During each of our two most recent fiscal years and through the date of this report, there were: (i) no disagreements with Arthur Andersen on any matter of accounting principle or practice, financial statement disclosure, or auditing scope or procedure which, if not resolved to Andersen’s satisfaction, would have caused them to make reference to the subject matter in connection with their reports on our consolidated financial statements for those years; and (ii) there were no reportable events as defined in Item 304(a)(1)(v) of Regulation S-K.
 
We have provided Andersen with a copy of this disclosure and requested that they furnish a letter addressed to the Securities and Exchange Commission stating whether they agree with the above statements.
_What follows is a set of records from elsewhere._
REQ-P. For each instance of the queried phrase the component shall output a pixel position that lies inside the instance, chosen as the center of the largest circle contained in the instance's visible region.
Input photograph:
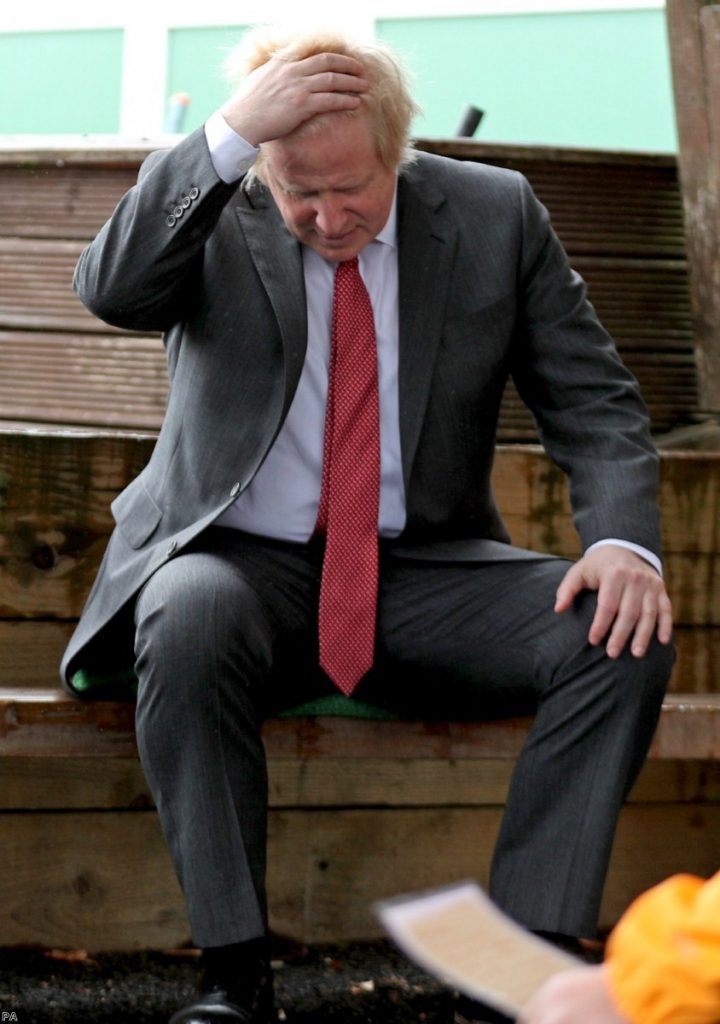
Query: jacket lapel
(426, 248)
(278, 258)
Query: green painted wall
(60, 81)
(591, 78)
(195, 66)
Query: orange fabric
(664, 956)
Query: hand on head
(279, 96)
(632, 601)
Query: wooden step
(48, 722)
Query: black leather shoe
(220, 1003)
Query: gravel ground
(360, 982)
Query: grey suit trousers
(225, 635)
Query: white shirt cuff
(637, 548)
(231, 156)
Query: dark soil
(360, 982)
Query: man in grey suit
(228, 244)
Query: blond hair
(388, 102)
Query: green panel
(581, 79)
(196, 57)
(60, 81)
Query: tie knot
(347, 266)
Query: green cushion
(122, 685)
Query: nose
(331, 217)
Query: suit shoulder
(449, 172)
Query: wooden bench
(355, 806)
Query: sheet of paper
(460, 936)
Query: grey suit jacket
(484, 292)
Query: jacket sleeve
(590, 416)
(143, 268)
(664, 956)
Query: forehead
(335, 151)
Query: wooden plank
(32, 650)
(325, 871)
(102, 881)
(94, 881)
(65, 783)
(694, 45)
(48, 723)
(57, 486)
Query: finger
(608, 600)
(665, 619)
(635, 623)
(334, 82)
(645, 627)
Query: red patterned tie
(350, 492)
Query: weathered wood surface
(119, 783)
(619, 215)
(102, 880)
(694, 44)
(56, 486)
(32, 650)
(39, 722)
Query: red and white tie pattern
(350, 492)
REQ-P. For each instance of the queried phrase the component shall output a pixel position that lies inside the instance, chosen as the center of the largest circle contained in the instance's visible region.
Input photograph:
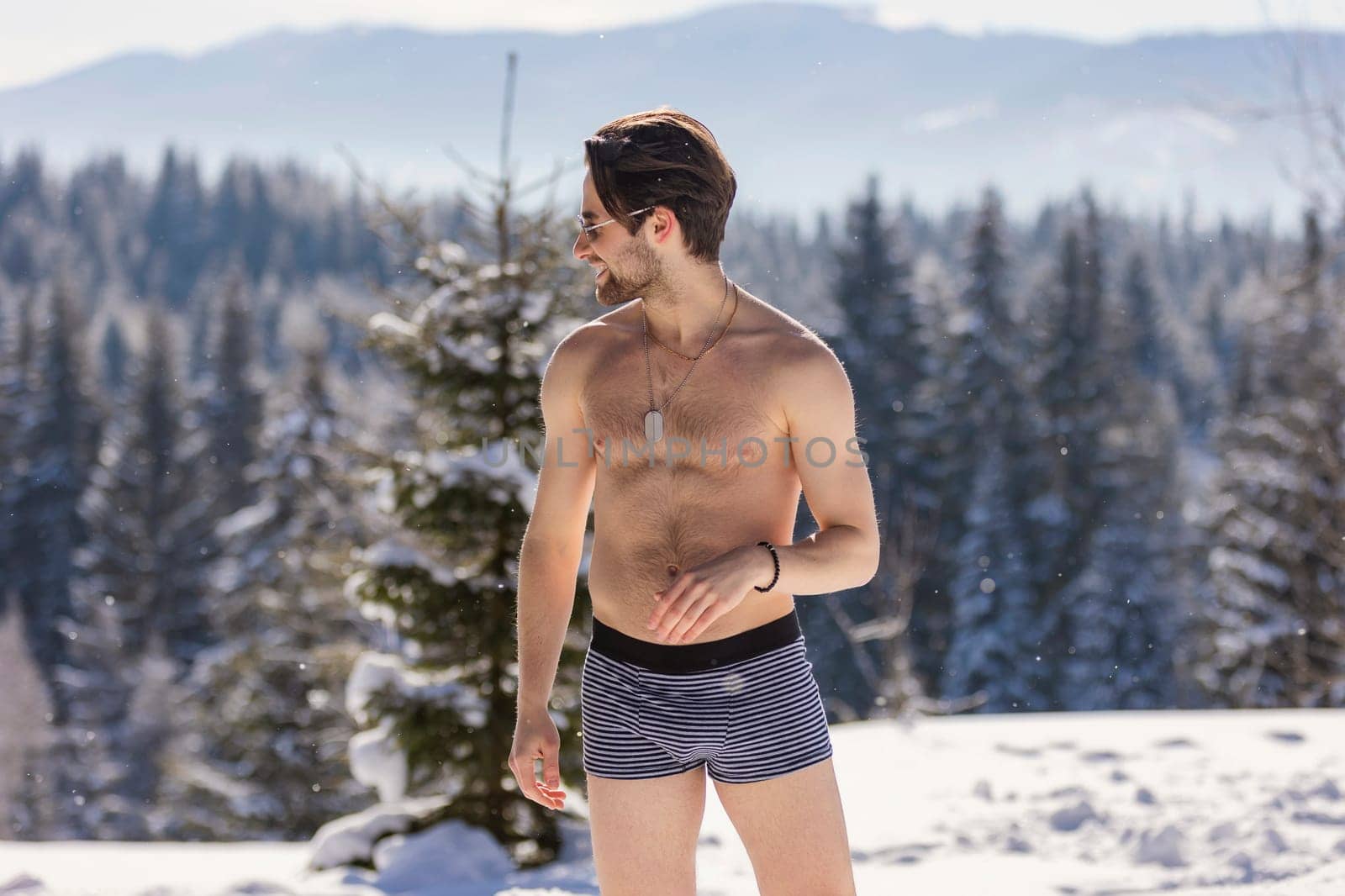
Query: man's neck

A representative from Andersen advised InterCept that Andersen is no longer in a position to provide letters relating to its termination as a former audit client’s independent public accountant and that Andersen’s inability to provide such letters has been discussed with the Staff at the SEC.
 
(b)  Engagement of new independent accountants
 
As of July 18, 2002, InterCept has engaged Deloitte & Touche LLP (“Deloitte & Touche”) to serve as its new independent accountants for the current fiscal year, which ends on December 31, 2002. During each of our two most recent fiscal years and through the date of this report, InterCept did not engage Deloitte & Touche with respect to the application of accounting principles to a specified transaction, either completed or proposed, or the type of audit opinion that might be rendered on our consolidated financial statements, or any other matters or reportable events as set forth in Items 304(a)(2)(i) and (ii) of Regulation S-K.
 
Item 7.    Financial Statements, Pro Forma Financial Information and Exhibits.
 
(c)  The following information is filed as an exhibit to the Current Report on Form 8-K:
 
Exhibit
No.

  
Description

99.1
  
Press Release dated July 18, 2002 announcing the change in independent auditors.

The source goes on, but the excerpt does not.